Example 3 50 g of potato starch was made into 800 ml of liquefied starch liquid in the same manner as in Example 1, treated at 120°C for 10 minutes, and then cooled to 50°C. To this liquefied starch solution, 5 g of commercially available glycyrrhetinic acid (Agritinone, manufactured by Tokiwa Phytochemical Research Institute) and 500 units of CGTai+e derived from B. ohbensia (same as Example 1) were added, and the total amount was 1.000 m
/ Closed. At this time, the pI of the reaction solution (7.0 with diluted sodium bicarbonate solution)
Adjusted to.

When the enzyme reaction was carried out at 50°C for 65 hours with constant stirring using a stirrer, analysis by high performance liquid chromatography revealed that γ-cyclodextrin was 8.2
1 and β-cyclodextrin are 12. '25g was produced.
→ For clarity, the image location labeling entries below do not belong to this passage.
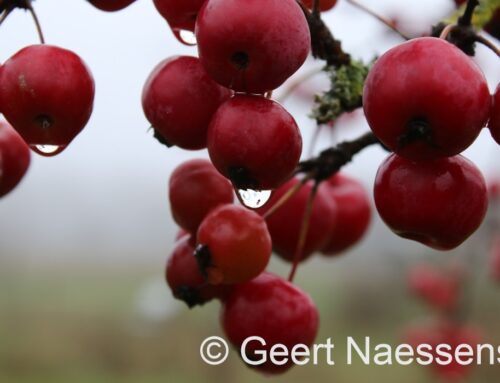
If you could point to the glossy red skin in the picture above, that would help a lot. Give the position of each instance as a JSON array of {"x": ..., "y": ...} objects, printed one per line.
[
  {"x": 284, "y": 224},
  {"x": 195, "y": 188},
  {"x": 179, "y": 99},
  {"x": 239, "y": 244},
  {"x": 111, "y": 5},
  {"x": 180, "y": 15},
  {"x": 436, "y": 288},
  {"x": 15, "y": 158},
  {"x": 426, "y": 79},
  {"x": 274, "y": 309},
  {"x": 439, "y": 203},
  {"x": 257, "y": 135},
  {"x": 184, "y": 277},
  {"x": 494, "y": 123},
  {"x": 353, "y": 213},
  {"x": 273, "y": 34},
  {"x": 44, "y": 80},
  {"x": 493, "y": 26},
  {"x": 324, "y": 5},
  {"x": 444, "y": 332}
]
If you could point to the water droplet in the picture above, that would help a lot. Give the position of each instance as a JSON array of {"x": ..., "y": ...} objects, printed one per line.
[
  {"x": 48, "y": 150},
  {"x": 185, "y": 37},
  {"x": 253, "y": 199}
]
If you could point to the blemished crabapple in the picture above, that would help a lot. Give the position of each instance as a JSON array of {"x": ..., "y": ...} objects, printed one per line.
[
  {"x": 195, "y": 188},
  {"x": 179, "y": 99},
  {"x": 15, "y": 158},
  {"x": 254, "y": 142},
  {"x": 494, "y": 123},
  {"x": 184, "y": 277},
  {"x": 252, "y": 46},
  {"x": 275, "y": 310},
  {"x": 439, "y": 203},
  {"x": 426, "y": 99},
  {"x": 234, "y": 245},
  {"x": 46, "y": 110}
]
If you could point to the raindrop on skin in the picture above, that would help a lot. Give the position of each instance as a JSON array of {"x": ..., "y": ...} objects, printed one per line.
[
  {"x": 47, "y": 150},
  {"x": 253, "y": 199},
  {"x": 185, "y": 37}
]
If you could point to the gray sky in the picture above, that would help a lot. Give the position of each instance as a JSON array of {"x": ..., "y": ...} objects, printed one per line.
[{"x": 105, "y": 196}]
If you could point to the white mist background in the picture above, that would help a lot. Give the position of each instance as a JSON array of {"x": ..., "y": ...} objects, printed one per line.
[{"x": 104, "y": 199}]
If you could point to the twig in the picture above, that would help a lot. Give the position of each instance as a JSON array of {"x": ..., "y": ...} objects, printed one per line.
[{"x": 304, "y": 229}]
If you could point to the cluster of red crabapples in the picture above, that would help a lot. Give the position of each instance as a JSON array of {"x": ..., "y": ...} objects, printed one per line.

When the above reaction solution was purified by the same operation as in Example 2, it was found that γ-cyclodext with a purity of 99.3% and phosphorus were
8 g of β-cyclodextrin with a purity of 99.0% was obtained.

(13) Glycyrrhetinic acid used in the reaction was recovered in the same manner as in Example 1 and could be used again in the reaction.

Patent applicant Sanraku Ocean Co., Ltd. (14)

Claims (1)

[Scope of Claims] 1. When producing cyclodextrin by allowing cyclodextrin lycosyltransferase to act on starch that can be converted into cyclodextrin, it is possible to coexist tetracyclic or pentacyclic terpenoids in the reaction solution. A method for increasing the yield of γ-cyclodextrin. 2. The method according to claim 1, wherein the four- or pentacyclic terpenoids are natural products collectively referred to as glycyrrhizin, periandrin, or steviocyto, or derivatives thereof.